By the time Mrs. Dryer came, also, Effie had accepted the invitation to drive and “gone for her things,” although, as the former smilingly explained to George, “the Dorcas Society was to meet that afternoon, and Euphemia would be very much missed.”

And he had calmly replied,

“I should think likely she might. I never saw a young lady who seemed to be more of a general favorite. She’s a kind of sunbeam.”

“How poetical you are!” exclaimed Mrs. Dryer. “I see you have one of Mr. Runner’s horses. A bad sort of a man, they say.”

“Good judge of horses, though,” replied George. “It’s a pity so many good men don’t seem to know what a horse is.”

“Yes, indeed,” said Mrs. Dryer, “but there’s always seemed to me to be a great deal of wickedness about horses.”

“There she comes,” was Brayton’s next remark, and it referred to the rustle of Effie’s dress on the stairs, not to any preposterous action on the part of Runner’s fast mare at the gate.

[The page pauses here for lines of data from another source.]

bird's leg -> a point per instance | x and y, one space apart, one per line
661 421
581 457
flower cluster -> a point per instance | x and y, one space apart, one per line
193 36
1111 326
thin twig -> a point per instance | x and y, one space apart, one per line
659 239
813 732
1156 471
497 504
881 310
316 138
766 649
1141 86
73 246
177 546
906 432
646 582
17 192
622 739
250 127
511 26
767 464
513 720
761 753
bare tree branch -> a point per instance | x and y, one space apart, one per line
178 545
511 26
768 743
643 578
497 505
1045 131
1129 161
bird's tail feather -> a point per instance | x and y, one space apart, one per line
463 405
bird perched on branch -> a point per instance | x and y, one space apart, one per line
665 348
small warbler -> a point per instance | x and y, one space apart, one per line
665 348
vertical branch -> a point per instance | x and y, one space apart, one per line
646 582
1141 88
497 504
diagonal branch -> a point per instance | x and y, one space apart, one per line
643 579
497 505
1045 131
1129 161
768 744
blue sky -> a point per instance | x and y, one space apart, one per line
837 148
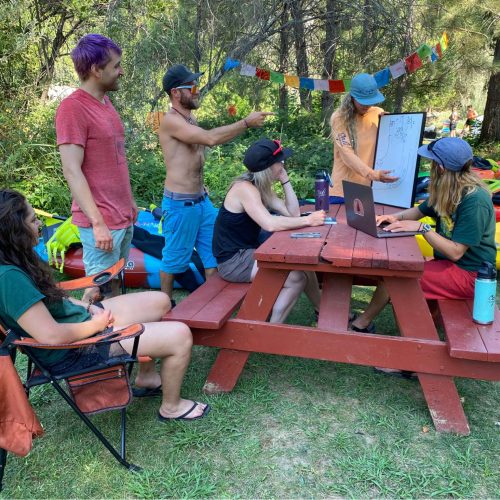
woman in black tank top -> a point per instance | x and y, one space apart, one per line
246 211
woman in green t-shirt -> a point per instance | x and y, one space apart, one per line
31 303
465 228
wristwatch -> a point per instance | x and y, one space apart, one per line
425 228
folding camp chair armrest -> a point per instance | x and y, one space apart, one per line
128 332
95 280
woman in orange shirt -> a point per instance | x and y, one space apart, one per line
354 134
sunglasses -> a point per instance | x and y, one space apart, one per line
194 88
430 147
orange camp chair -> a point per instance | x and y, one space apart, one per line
102 387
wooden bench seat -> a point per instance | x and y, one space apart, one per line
211 305
466 339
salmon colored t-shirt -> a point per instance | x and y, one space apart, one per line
348 165
83 120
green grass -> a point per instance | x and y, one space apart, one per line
291 428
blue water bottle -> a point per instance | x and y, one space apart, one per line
485 291
321 194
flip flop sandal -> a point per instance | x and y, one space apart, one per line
396 373
184 416
146 392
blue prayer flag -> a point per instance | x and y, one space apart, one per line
307 83
230 64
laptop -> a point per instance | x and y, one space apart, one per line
360 212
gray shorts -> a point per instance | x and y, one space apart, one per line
238 268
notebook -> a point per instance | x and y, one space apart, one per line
360 212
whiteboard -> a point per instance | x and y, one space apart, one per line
398 138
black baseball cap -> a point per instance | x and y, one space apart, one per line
264 153
178 75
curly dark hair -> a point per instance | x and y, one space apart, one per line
16 244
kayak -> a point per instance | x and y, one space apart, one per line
142 270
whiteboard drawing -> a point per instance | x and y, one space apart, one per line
399 136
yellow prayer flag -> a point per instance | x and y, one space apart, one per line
292 81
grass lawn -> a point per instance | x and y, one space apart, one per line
291 428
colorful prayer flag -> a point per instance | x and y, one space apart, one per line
336 86
424 51
434 55
306 83
321 85
382 77
263 74
439 50
292 81
413 62
277 77
247 70
230 64
398 69
444 41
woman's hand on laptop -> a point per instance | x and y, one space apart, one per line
396 226
385 219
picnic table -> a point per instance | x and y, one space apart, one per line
345 256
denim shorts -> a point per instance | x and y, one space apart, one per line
96 260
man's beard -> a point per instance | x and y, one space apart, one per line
188 102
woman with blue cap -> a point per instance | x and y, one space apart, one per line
465 227
354 134
247 209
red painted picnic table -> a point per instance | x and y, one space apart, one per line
343 255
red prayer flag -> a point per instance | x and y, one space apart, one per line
413 62
263 74
336 86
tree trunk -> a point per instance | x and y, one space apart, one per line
197 31
407 44
283 58
490 130
300 49
329 49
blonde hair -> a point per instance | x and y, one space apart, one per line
347 114
448 188
262 180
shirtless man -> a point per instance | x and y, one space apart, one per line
188 213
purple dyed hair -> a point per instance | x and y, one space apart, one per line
92 49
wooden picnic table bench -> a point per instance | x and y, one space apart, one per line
343 255
466 339
210 305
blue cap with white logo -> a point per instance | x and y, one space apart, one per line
450 152
364 89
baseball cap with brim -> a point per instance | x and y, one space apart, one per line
178 75
364 89
450 152
264 153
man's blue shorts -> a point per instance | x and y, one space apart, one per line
96 260
187 225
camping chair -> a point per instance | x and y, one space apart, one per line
89 390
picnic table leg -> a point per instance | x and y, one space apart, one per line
335 302
440 392
257 305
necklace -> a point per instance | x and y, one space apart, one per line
189 119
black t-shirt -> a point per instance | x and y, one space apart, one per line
233 232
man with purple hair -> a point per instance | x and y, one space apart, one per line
91 141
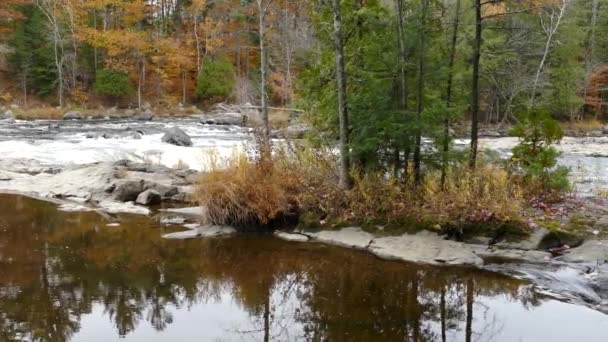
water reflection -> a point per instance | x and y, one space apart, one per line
68 276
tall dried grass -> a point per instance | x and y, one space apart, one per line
302 183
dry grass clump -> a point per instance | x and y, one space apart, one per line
247 194
488 193
303 185
48 113
583 125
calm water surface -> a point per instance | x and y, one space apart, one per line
70 277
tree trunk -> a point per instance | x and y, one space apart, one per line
589 60
403 81
262 6
420 93
448 97
198 46
470 299
345 180
555 20
475 86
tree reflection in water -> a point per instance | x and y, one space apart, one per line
55 266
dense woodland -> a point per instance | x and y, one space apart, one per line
379 76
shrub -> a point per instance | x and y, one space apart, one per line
302 184
485 194
535 157
216 80
112 83
247 195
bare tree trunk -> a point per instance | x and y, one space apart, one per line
184 87
589 60
25 90
345 180
443 310
469 319
448 97
475 85
262 8
554 21
402 56
198 46
403 81
420 93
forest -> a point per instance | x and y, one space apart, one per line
392 82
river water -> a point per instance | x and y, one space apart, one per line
77 277
69 276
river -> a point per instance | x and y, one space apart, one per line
75 276
69 276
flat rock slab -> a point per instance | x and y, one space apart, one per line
515 254
351 237
201 232
532 242
591 251
426 247
190 211
296 237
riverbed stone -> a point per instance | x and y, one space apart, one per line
146 115
165 191
352 237
229 119
426 247
149 197
176 136
591 251
295 237
72 115
128 191
8 115
532 242
201 232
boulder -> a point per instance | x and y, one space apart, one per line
149 197
72 115
176 136
296 131
229 118
128 191
8 115
146 115
165 191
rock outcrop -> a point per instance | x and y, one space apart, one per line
72 115
176 136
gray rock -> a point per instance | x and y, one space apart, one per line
532 242
426 247
149 197
176 136
147 115
8 115
352 237
128 191
72 115
201 232
231 119
296 237
164 191
183 197
591 251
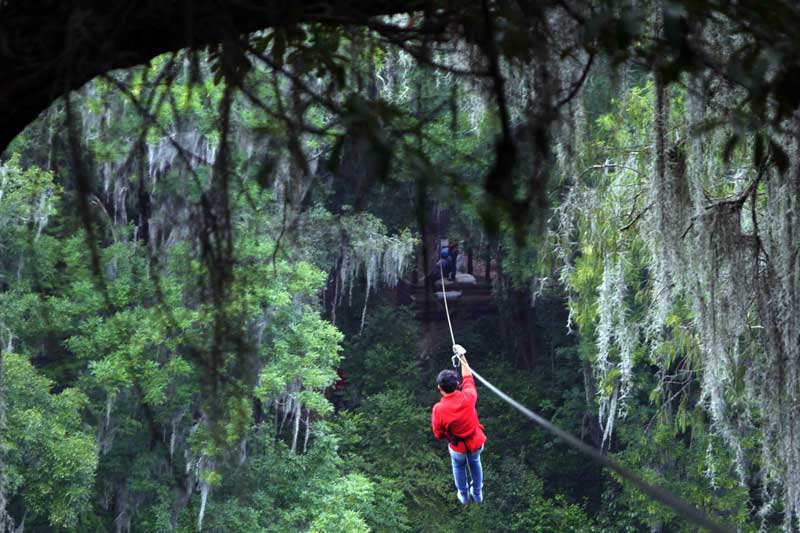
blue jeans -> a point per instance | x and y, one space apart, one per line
462 462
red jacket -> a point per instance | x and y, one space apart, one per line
455 415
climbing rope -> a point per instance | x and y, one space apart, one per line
662 495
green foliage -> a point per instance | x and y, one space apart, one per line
49 457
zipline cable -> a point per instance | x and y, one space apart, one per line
664 496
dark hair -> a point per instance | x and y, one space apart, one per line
447 380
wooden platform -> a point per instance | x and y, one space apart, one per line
476 300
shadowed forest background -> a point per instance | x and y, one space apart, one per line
218 221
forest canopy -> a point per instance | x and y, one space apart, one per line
217 224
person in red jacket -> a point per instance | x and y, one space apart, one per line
454 418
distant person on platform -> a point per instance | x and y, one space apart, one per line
443 265
454 418
452 249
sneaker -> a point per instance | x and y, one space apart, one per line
476 499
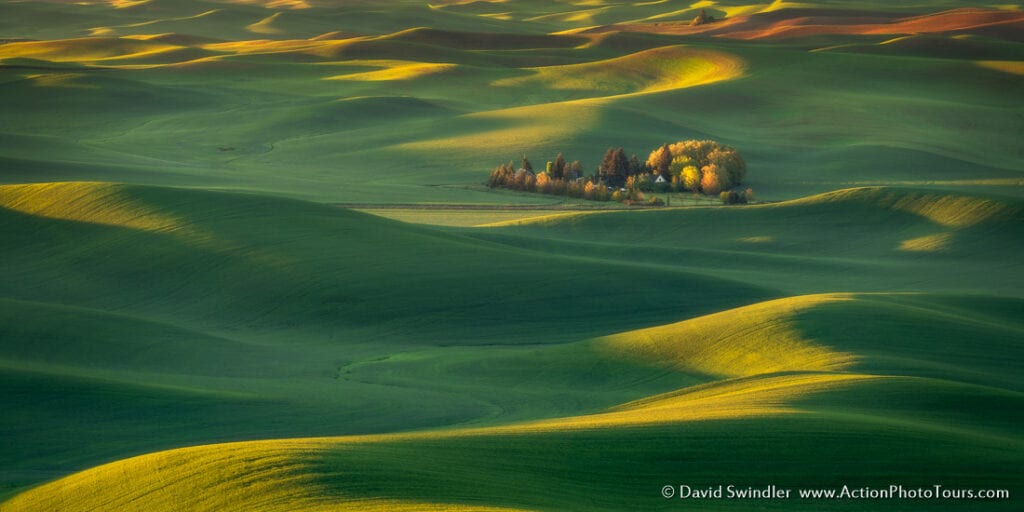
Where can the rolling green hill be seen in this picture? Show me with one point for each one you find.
(189, 322)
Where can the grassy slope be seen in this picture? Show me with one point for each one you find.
(188, 317)
(735, 430)
(263, 103)
(203, 365)
(797, 246)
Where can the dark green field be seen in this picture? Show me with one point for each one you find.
(189, 321)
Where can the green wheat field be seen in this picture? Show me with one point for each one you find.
(251, 262)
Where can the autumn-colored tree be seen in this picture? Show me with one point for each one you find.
(526, 165)
(544, 182)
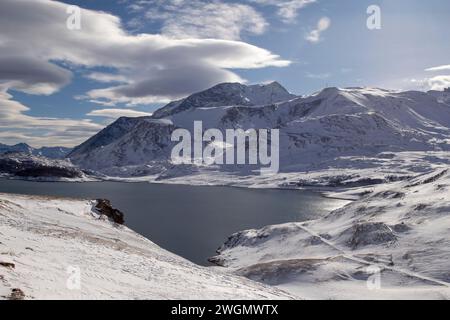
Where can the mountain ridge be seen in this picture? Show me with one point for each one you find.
(331, 123)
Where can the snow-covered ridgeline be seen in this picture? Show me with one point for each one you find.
(400, 229)
(314, 130)
(44, 242)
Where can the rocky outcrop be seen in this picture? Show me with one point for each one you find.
(23, 165)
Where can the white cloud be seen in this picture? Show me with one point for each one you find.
(439, 82)
(117, 113)
(439, 68)
(315, 35)
(106, 77)
(36, 45)
(205, 19)
(287, 9)
(320, 76)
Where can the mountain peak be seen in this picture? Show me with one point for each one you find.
(229, 94)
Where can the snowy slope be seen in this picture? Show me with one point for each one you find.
(400, 229)
(314, 130)
(48, 152)
(22, 165)
(41, 238)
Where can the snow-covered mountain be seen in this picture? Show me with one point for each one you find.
(228, 94)
(392, 243)
(314, 130)
(48, 152)
(28, 166)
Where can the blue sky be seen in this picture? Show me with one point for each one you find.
(67, 108)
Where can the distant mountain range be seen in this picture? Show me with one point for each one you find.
(48, 152)
(331, 123)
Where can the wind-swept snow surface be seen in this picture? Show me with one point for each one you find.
(46, 242)
(316, 132)
(393, 243)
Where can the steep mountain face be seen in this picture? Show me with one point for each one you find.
(442, 96)
(30, 166)
(314, 130)
(48, 152)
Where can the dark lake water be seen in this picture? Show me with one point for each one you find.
(190, 221)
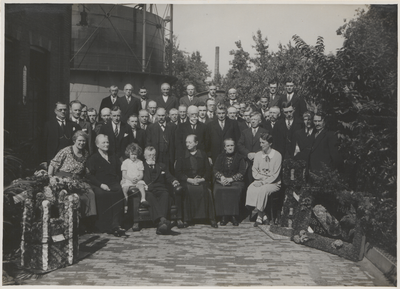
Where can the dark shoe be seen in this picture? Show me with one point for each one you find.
(234, 221)
(180, 225)
(224, 221)
(144, 204)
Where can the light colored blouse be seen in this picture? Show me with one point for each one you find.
(266, 167)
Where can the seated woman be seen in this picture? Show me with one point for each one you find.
(103, 176)
(194, 173)
(229, 170)
(71, 162)
(266, 170)
(132, 174)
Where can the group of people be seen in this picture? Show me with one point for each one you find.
(213, 147)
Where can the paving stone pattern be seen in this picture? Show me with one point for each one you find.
(201, 255)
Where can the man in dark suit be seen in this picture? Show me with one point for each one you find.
(232, 98)
(75, 108)
(284, 131)
(58, 132)
(193, 126)
(110, 100)
(138, 135)
(210, 103)
(128, 103)
(274, 98)
(189, 99)
(144, 100)
(218, 130)
(161, 136)
(152, 108)
(212, 94)
(247, 120)
(173, 116)
(117, 132)
(295, 100)
(202, 112)
(249, 142)
(303, 138)
(143, 119)
(165, 100)
(324, 147)
(182, 111)
(157, 177)
(274, 115)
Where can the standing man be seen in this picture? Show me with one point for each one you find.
(92, 115)
(210, 109)
(218, 130)
(58, 132)
(117, 132)
(212, 94)
(285, 128)
(75, 108)
(165, 100)
(193, 126)
(128, 103)
(274, 98)
(189, 99)
(143, 119)
(249, 143)
(232, 97)
(152, 108)
(144, 100)
(202, 112)
(182, 111)
(161, 136)
(269, 124)
(295, 100)
(110, 100)
(138, 135)
(173, 116)
(324, 150)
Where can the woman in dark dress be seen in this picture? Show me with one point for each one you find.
(105, 181)
(71, 162)
(229, 170)
(194, 173)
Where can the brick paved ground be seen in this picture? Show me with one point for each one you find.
(201, 255)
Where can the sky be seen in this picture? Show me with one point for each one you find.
(202, 27)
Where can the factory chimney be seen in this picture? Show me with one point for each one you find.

Now it happened that George Brayton had been a lover of horses from his youth up, and many a pleasant hour and mile he had passed behind his four-footed favorites, but his memory failed to bring him up the ghost of a more enjoyable drive than he took that afternoon.

Such a guide was Effie Dryer!

She knew just where to go, and her “driver” turned into highways and byways, most submissively, at her slightest bidding.